A poesia nos espreita de perto e de longe. No caso do meu querido Quintana o vigiou desde muito cedo. Ainda quando criança a poesia o encarava do lado de fora do vidro por onde escorria a chuva que não molhou o seu rosto de menino crescido num aquário de janelas. Posteriormente o assolou nas brincadeiras infantis quando, assombrado, deu-se conta de que não podia conversar sobre as suas questões mais íntimas com todos distinguindo precocemente os dois únicos gêneros discursivos humanos: “tudo aquilo que, entre os homens, não é fofoca é poesia” dirá sintetizando sua brilhante descoberta. Depois, ainda mais tarde, no colégio militar, a poesia o perseguia estendendo sobre si seus olhos imensos desde o fundo dos coturnos, bem debaixo dos pregos que lhe untava as solas. No escuro secreto do alojamento,sorvia goles de poesia e água (ambas para matar outra sede que não a que aparentemente se anunciava). A poesia, em sua misteriosíssima condição, ainda mais tarde continuou acompanhando de perto a sombra do Anjo Poeta, escritor solitário residente de quartos de hotel, sempre que pensava e fumava à máquina, suspirando na penumbra. É a poesia quem nos ampara a todos quando em nossa posição tremulante de animais alquebrados, quem nos socorre quando nossa miserável condição quer urrar como bicho que é. Foi essa poesia quem sustentou Quintana quando temeu imensamente a morte e o fez, como disse o próprio poeta, dançar em torno de sua cova ainda não usada. Quem o socorreu quando preterido reiteradamente pela ABL. Ante os humanos infortúnios do abandono e da incompreensão poesia foi luz dentro da noite tornando suportável o fardo que sempre se tem carregar (tantas vezes inutilmente).

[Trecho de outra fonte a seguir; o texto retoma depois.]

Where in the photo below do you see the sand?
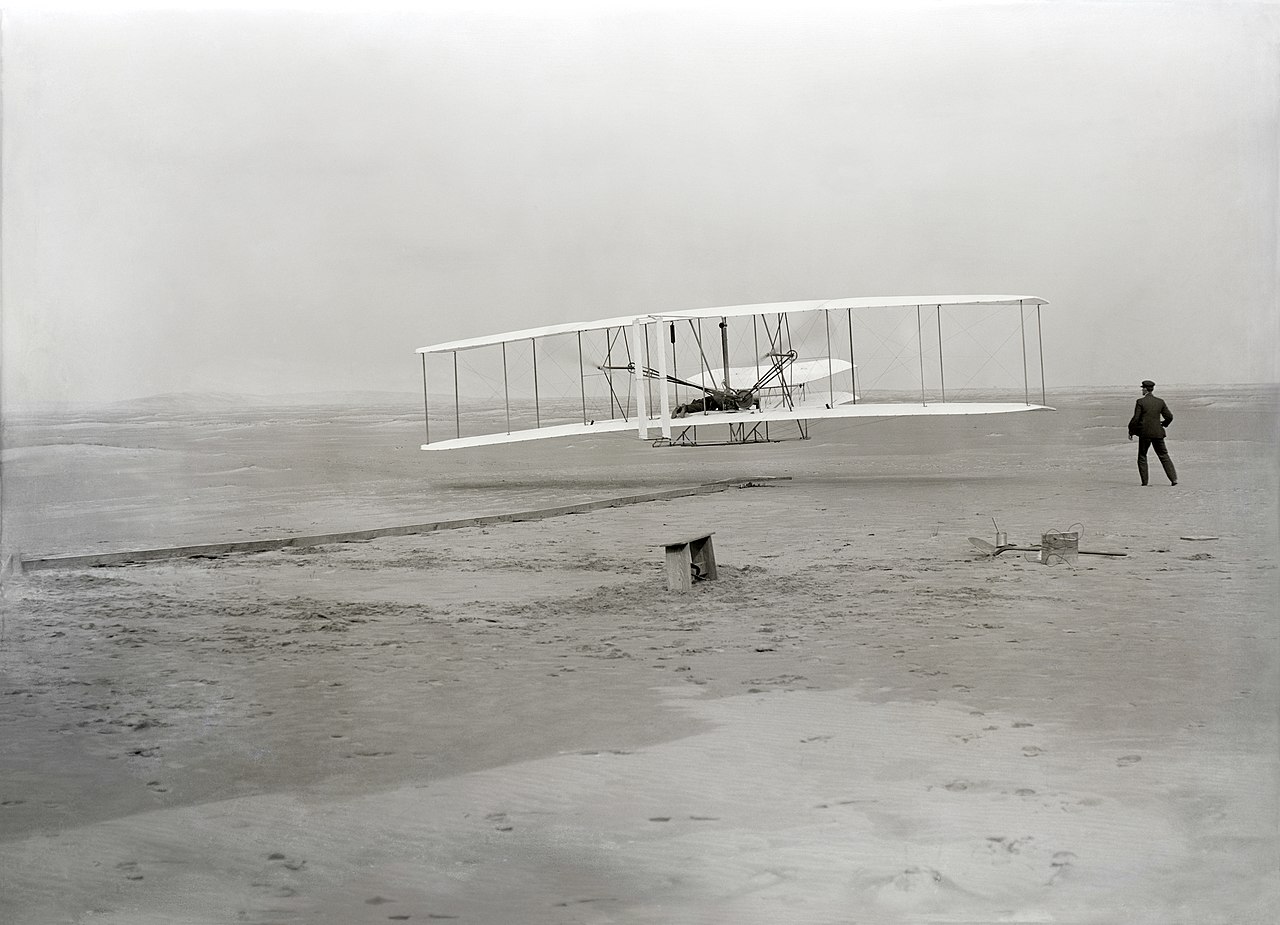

No fim da vida a poesia continuou sustentando o amável alegretense que conseguiu quase pairar por sobre uma nuvem de leveza e bom humor (a índole que lhe trouxe uma vida inteira dedicada ao verso). Sustentava e atormentava: nesse momento final o seu além-vidro eram suas musas. Tinha três: Bruna Lombardi, Cecília Meireles e uma terceira jamais confessada. Uma pra cada canto de sua alma. Como no Julgamento de Pares cada musa, borromeanamente, ocupava o lugar de amor, amizade e beleza (o título original pertencente a cada musa manteve-se em segredo, sabia-se no entanto que Cecília era também seu objeto a, sua vênus). Abaixo compartilho convosco, na voz do próprio Quintana, seu canto a Cecília Meireles recitado em reto tom tal como deve ser toda a recitação de todo bom poema. Com Quintana repito com ardor em nome de tudo o que o tempo e a distância ameaçam tornar não-real e sussurro inconfessavelmente para tudo o que em mim é musa: “Nem tudo estará perdido enquanto nossos lábios não esquecerem teu nome, Ce-cília”.
Cecilia [Texto e narração: Mario Quintana; Tema: Cecilia – Geraldo Flach] by lituraterre

Puxei a cadeira, sentei e arrastei as asas ao encontrar Cecília e Quintana, tão meus amigos! E com uma xícara de café, degustei tão lindas presenças em seu belo e bom texto. Obrigada! Ah! suspirei um cigarro em homenagem ao ilustre colega…
Suspirarei um charuto, um belo cubano, em homenagem ao feliz acaso de descobrires meu blog e vires aqui, ocasionalmente, depositar as maravilhosas pérolas de tua expectativa.
Belo texto…nos sugere um passeio singular sobre a vida em poesia de Quintana, revelando a leveza e a expressão de sua musa …
Cinthia, sem musa não há poesia. Obrigado pela visita e pelo comentário.